Gözaltına alınan öğrencilere 'suç yaratmaya yönelik' suçlamalar
Rektörlük binasının önünde nöbet tutan öğrencilerin, Bulu’nun binadan çıkışını engelleyerek “Kişiyi hürriyetinden yoksun bırakma”, “iş ve çalışma hürriyetini ihlal” suçunu işledikleri öne sürüldü.
Cumhuriyet'ten Seyhan Avşar'ın haberine göre, Boğaziçi Üniversitesi’ne atanan AKP’li Rektör Prof. Dr. Melih Bulu’yu rektörlük binası önünde tuttukları nöbetle protesto ettikleri için gözaltına alınan 51 öğrenciye İstanbul Emniyet Müdürlüğü’nde “suç yaratmaya yönelik” suçlamalar yöneltildi.
Öğrencilerin rektörlük çevresinde nöbet tutmalarının, Bulu’nun rektörlük binasından çıkmasına engel olunduğu öne sürülerek öğrencilere, “Kişiyi hürriyetinden yoksun bırakma”, “İş ve çalışma hürriyetini ihlal”, Bulu’nun arabasının tekerleğinin patlatılmış olduğu iddiasıyla ise “Mala zarar verme”, “Toplantı ve Gösteri Yürüyüşleri Kanununa muhalefet” suçlamaları yöneltildi. Emniyetteki ifadeleri tamamlanan 51 öğrenci dün İstanbul Adliyesi’ne sevk edildi.
Polis sorgusunda öğrencilere, “Rektörlük binası önünde bekleme yaparak, rektörlüğün 3 kapısını abluka altına alarak, slogan ve alkışlar eşliğinde bekleme yaparak bina içerisinde bulunan çalışanların dışarı çıkmasına engel mi oldunuz?” ve “Rektörlük aracına zarar veren grup içerisinde bulunduğunuz tespit edilmiştir. Suçlama hakkında ifadeniz nedir?” şeklinde sorular yöneltildi.
ÖĞRENCİLER: ABLUKA YOK
Barışçıl ve demokratik haklarını kullandıklarını belirten öğrenciler suçlamalar karşısında şaşkınlık yaşadı. İfadelerinde benzer şeyler söyleyen öğrenciler, “Bu suçları işlemedik. Rektörlük binasını ablukaya almak gibi bir durum söz konusu değil. Çalışanların binadan çıkışını engellemedik. Rektörlük arabasına ise zarar vermedik. Gösteri ve yürüyüşlere katılmak ise yasal bir hak. Bu hakkımızı kullandık” dediler.
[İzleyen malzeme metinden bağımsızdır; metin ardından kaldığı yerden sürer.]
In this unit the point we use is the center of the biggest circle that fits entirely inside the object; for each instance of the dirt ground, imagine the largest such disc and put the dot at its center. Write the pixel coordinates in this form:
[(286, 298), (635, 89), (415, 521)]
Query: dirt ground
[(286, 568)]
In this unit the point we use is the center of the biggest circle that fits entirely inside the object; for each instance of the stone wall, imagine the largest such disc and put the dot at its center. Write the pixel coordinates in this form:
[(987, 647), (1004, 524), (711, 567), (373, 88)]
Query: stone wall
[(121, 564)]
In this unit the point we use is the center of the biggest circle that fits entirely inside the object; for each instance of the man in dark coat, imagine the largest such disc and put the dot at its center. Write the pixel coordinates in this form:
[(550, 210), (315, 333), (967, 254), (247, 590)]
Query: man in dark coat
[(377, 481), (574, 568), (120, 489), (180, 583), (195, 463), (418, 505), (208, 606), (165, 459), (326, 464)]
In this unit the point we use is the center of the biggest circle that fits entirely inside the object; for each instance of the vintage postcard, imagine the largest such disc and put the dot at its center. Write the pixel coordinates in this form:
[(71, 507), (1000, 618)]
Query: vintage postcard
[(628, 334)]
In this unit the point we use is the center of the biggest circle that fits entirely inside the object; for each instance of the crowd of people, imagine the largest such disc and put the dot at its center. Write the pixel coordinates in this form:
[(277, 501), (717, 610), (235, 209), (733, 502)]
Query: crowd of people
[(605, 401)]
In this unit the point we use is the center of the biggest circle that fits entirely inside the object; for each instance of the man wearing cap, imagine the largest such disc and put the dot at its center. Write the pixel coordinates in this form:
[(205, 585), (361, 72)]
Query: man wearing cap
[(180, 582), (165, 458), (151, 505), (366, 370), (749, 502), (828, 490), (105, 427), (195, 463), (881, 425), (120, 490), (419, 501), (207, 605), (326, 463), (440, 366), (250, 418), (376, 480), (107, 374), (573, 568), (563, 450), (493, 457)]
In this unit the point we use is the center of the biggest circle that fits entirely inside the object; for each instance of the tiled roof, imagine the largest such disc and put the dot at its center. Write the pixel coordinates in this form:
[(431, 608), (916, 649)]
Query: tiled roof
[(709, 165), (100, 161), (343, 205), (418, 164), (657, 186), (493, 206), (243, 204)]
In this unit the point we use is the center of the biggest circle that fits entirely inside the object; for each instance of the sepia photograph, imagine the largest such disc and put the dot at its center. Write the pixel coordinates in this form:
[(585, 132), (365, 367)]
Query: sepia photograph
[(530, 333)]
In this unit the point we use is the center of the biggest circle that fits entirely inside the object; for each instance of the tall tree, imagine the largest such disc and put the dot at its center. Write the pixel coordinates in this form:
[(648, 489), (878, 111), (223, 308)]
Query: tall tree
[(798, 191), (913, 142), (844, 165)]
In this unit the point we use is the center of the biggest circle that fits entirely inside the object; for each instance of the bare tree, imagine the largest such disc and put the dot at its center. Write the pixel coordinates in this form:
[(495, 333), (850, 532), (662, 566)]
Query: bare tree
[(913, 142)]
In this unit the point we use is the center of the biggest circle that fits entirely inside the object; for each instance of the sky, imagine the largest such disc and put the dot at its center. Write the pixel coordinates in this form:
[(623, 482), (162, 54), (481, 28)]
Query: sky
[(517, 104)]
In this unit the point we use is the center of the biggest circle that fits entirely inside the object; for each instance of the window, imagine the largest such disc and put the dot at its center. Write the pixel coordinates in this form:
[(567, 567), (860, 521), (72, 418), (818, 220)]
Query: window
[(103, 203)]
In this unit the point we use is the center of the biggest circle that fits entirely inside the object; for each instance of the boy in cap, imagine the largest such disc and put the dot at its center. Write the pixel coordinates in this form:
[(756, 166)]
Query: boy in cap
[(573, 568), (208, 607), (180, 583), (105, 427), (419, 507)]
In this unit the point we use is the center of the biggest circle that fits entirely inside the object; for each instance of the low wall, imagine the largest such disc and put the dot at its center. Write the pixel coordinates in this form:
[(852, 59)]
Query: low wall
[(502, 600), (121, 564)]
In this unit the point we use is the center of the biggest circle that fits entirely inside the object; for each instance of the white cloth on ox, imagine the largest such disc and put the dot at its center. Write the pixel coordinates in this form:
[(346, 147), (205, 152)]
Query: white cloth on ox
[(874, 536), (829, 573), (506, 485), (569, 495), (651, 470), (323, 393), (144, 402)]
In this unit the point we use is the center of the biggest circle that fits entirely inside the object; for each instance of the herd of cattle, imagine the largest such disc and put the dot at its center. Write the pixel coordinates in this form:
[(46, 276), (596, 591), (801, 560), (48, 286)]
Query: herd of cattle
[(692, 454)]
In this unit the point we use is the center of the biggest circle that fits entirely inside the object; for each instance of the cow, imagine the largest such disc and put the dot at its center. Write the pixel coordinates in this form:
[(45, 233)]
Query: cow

Rektör Melih Bulu’nun öğrencilerin rektörlük binasında yer alanların çıkışını engellediği yönündeki açıklamasını hatırlatan Boğaziçili öğrencilerin avukatlarından olan CHP Yüksek Disiplin Kurul üyesi avukat Doğuşcan Aydın Aygün, şunları söyledi:
“anayasanın 34. maddesinde herkesin, önceden izin almadan, silahsız ve saldırısız toplantı ve gösteri yürüyüşü düzenleme hakkı güvence altına alınmıştır. Barışçıl gösteri yapanlara müdahale hukuk devletine aykırıdır.
Anayasal haklarını kullanan öğrencilerin bu kanun yönünden de suçlamaya maruz bırakılması kabul edilemez. Bu süreçte öğrencilerin derhal serbest bırakılmasını talep ediyoruz. Partimizin hukuk komisyonunda görev alan avukatlar ve diğer gönüllü avukatlarla birlikte öğrencilere hukuki destek için görevimizin başındayız."
Öğrencilerden birine emniyette sorulan soru ise dikkat çekti. Polis, “Üyesi olduğunuz bir sivil toplum kuruluşu ya da örgüt var mı?” diye sordu. Öğrenci ise “Kanserli Çocuklara Umut Vakfı (KÇUV) dışında bir yere üyeliğim yoktur” diyerek yanıt verdi.